A few years ago, while I was at the Evening Standard, my team was collectively writing one of these articles about our respective areas of cultural expertise. At the time, I was mainly covering theatre and, I didn’t realise it at the time but, oh boy do I have thoughts about theatre etiquette. So, I put together my own list of rules (ranging from not singing along with musicals that aren’t sing-a-long shows to taking your rubbish with you when you leave your seat), many of which I would hold myself to still. But at the time, I read it back and instead of feeling satisfied with what I had written, it came across as snarky and a bit ableist actually — my editor agreed and decided that we should can the piece entirely. A good decision!

Here’s the thing: something is going on with audiences at the moment. There has been a definite shift post lockdowns, during which we weren’t required to have any decorum at all, to people moving extremely mad in audiences. More than ever, some seem to think that if they pay for a ticket they can do whatever they like, and then they do those things, whether it’s talking at full volume, or constantly texting, or shouting abuse at comedians. There are loads of things I would love people not to do in comedy shows — but these behaviours are generally contained to the category of ‘Let’s Treat Performers With Respect’. 

What we shouldn’t be doing is dictating how people express their enjoyment of culture. While writing these sorts of articles, it’s very easy to get tangled up and forget that culture exists for enjoyment. Yes, it is a serious and important thing and every aspect of it should be open for critique, but at some point we have to allow for things to evolve and for people to work out where they fit within it.

The thing about lumping all these kinds of “etiquette” together is that you start to feel like they should all be treated the same, when there’s no reason that they should. We know that behaving like a prick is bad form, but it shouldn’t be in the same breath as prescribing the volume at which someone expresses their enthusiastic enjoyment of a work of art.
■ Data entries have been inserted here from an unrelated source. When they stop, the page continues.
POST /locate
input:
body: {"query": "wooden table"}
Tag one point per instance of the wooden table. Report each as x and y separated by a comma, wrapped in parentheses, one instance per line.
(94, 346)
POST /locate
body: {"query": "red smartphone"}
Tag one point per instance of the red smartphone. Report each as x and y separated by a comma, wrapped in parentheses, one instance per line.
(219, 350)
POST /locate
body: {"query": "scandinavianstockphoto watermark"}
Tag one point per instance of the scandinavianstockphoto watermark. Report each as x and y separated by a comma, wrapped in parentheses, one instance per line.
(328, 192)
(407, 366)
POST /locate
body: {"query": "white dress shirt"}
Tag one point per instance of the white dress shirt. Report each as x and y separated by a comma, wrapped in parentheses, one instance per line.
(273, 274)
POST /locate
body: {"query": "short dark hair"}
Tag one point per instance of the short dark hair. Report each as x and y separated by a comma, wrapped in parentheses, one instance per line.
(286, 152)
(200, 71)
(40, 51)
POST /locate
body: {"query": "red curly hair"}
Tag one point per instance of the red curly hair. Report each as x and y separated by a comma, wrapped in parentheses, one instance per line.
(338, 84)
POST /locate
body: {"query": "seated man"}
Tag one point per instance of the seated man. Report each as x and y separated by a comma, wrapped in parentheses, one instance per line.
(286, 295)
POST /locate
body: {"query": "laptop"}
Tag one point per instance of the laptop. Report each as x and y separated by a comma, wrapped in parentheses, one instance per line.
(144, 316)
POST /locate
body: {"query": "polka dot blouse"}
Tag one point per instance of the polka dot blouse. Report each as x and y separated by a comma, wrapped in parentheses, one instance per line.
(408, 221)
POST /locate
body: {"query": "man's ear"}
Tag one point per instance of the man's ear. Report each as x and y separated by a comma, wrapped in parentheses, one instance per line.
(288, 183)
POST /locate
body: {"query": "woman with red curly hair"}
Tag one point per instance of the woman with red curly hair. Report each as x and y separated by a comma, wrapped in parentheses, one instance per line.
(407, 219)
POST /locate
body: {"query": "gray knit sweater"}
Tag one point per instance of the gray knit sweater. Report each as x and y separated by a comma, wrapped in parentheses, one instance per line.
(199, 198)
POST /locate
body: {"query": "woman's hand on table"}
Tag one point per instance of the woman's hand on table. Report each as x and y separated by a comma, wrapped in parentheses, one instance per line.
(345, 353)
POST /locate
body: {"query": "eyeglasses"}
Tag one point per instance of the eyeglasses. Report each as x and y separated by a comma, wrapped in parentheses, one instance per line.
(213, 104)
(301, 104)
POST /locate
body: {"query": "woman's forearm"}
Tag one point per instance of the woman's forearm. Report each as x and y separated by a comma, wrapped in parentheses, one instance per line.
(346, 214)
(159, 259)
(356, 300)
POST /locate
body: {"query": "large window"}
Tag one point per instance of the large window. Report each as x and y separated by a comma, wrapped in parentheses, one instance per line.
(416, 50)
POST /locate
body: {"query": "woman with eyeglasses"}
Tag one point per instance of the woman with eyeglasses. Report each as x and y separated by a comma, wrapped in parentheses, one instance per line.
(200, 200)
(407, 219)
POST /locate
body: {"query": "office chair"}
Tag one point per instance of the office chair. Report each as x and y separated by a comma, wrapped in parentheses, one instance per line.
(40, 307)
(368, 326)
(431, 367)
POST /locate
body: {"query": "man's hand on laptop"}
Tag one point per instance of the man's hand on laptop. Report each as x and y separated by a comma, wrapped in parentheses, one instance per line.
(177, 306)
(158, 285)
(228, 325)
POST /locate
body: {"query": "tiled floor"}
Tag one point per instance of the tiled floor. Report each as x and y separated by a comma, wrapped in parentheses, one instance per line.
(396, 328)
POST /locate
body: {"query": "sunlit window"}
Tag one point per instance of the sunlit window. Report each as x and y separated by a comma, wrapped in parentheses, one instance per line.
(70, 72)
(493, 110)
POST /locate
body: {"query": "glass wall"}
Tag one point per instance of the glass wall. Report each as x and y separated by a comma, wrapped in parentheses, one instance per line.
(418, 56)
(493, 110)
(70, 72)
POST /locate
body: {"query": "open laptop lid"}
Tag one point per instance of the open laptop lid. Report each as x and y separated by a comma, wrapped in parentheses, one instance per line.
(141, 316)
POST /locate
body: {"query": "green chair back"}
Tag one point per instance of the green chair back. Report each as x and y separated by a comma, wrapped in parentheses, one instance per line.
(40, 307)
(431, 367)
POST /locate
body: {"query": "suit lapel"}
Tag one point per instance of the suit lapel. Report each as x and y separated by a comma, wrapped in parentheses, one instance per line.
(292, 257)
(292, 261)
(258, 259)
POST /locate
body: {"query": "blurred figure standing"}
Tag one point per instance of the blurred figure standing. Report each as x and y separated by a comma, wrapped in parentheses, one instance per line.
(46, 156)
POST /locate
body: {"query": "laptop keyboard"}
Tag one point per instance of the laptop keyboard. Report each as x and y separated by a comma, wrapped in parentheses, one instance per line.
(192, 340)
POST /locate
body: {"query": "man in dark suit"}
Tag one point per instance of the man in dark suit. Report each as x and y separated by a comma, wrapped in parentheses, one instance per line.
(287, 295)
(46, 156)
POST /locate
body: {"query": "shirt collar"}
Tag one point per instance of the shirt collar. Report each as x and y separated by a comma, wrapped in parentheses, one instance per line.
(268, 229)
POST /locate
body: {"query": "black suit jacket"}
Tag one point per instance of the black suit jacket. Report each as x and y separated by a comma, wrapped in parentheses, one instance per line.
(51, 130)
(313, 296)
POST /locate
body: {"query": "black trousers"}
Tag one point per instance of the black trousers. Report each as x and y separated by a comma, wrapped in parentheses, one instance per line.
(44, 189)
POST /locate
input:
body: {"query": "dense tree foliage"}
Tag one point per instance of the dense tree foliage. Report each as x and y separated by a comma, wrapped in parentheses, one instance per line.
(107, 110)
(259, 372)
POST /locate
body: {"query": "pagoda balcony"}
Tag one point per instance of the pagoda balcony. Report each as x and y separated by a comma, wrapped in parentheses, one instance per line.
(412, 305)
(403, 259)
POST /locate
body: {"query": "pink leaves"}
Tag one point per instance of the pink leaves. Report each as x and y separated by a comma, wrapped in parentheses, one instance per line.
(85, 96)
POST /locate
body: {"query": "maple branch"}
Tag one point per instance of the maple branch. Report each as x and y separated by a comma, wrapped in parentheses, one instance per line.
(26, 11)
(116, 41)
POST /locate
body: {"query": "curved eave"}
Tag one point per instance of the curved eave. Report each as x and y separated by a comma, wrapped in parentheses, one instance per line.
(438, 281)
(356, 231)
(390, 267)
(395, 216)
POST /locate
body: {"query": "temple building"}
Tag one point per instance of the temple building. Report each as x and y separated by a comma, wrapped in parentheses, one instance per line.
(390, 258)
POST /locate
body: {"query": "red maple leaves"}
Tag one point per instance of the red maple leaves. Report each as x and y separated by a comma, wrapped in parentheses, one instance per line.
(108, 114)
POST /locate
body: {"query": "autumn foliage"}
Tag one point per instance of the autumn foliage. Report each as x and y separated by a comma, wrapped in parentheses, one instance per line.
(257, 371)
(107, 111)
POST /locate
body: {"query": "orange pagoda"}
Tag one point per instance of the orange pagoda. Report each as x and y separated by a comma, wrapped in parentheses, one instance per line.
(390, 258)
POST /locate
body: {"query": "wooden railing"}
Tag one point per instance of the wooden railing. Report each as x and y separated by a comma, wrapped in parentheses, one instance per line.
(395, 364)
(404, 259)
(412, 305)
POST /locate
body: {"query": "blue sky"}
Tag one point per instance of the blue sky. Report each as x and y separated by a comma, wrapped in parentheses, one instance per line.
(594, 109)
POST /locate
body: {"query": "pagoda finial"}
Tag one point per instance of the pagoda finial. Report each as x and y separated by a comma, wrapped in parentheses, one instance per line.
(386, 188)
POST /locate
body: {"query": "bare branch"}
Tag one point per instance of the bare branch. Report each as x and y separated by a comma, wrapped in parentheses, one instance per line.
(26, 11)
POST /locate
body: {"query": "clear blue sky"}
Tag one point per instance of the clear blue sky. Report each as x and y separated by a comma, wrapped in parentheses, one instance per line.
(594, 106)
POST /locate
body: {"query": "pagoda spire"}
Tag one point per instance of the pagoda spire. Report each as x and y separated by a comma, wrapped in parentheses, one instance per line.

A stock image of people (probably sports fans) cheering, as is their right

In my extensive experience (brag), I’ve never encountered a comedian who would rather the audience stayed quiet and demure and politely tittered. The goal is to elicit a physical response — you want it to be as involuntary and as enthusiastic a response as possible. As the saying goes, “you can’t hear a smile!”

It’s crucial to acknowledge also that my views on comedy audience etiquette are informed by my own self — I have my privileges that others do not. I shouldn’t judge straight men of an English disposition for their inability to vocally express joy. 

I am lucky to have experienced my journey through the world of comedy directly in tandem with queer performance. I have travelled along both paths at the same time and speed, to the point that they have become so intertwined, I don’t see them as needing to be separate.

Queer performance spaces are, in my experience, supportive. They are a place to try things that might not work and not feel like you’ve been judged. These audiences tend to be of the mind that, if someone is brave enough to get up in front of us, they deserve our support. Because of this, I have developed a predisposition to be noisy in my happiness. I laugh loudly. I whoop and cheer and scream if the occasion calls for it. I can’t control it anymore.

But I actually think, not only has this made me a better audience member, it’s made me a better professional consumer of culture (literally, vom) — this lack of self-consciousness around what my body is doing when I watch comedy has led to my being better able to trust my gut response. If I monitored my volume throughout everything, whether I enjoyed it or not, I think I might end up confusing myself.

The thing with writing these ‘how to behave’ articles is that they serve little to no purpose, because the people who need a bit of gentle guidance on not pissing in the aisle or starting a slap fight with an usher are not going to be reading them. Neither are the people who go to comedy shows because they want to get drunk and shout at women. These articles don’t solve those problems. Instead, what they serve to do is make people feel self-conscious about entering these spaces or like they don’t belong there. It gives people an unnecessarily harsh and one-dimensional view of what live comedy is like. How is that going to bring in the new audiences we need?

Ultimately, you can’t dictate how other people behave. Yes, it is endlessly frustrating in a lot of ways but it’s part of being around and about in the world. You just have to live with it; embrace it even. If someone is enjoying a show so much they are whooping next to you and it’s loud, how about you let them? Things are so shit in so many ways right now; the last thing we should be doing is policing how people express joy.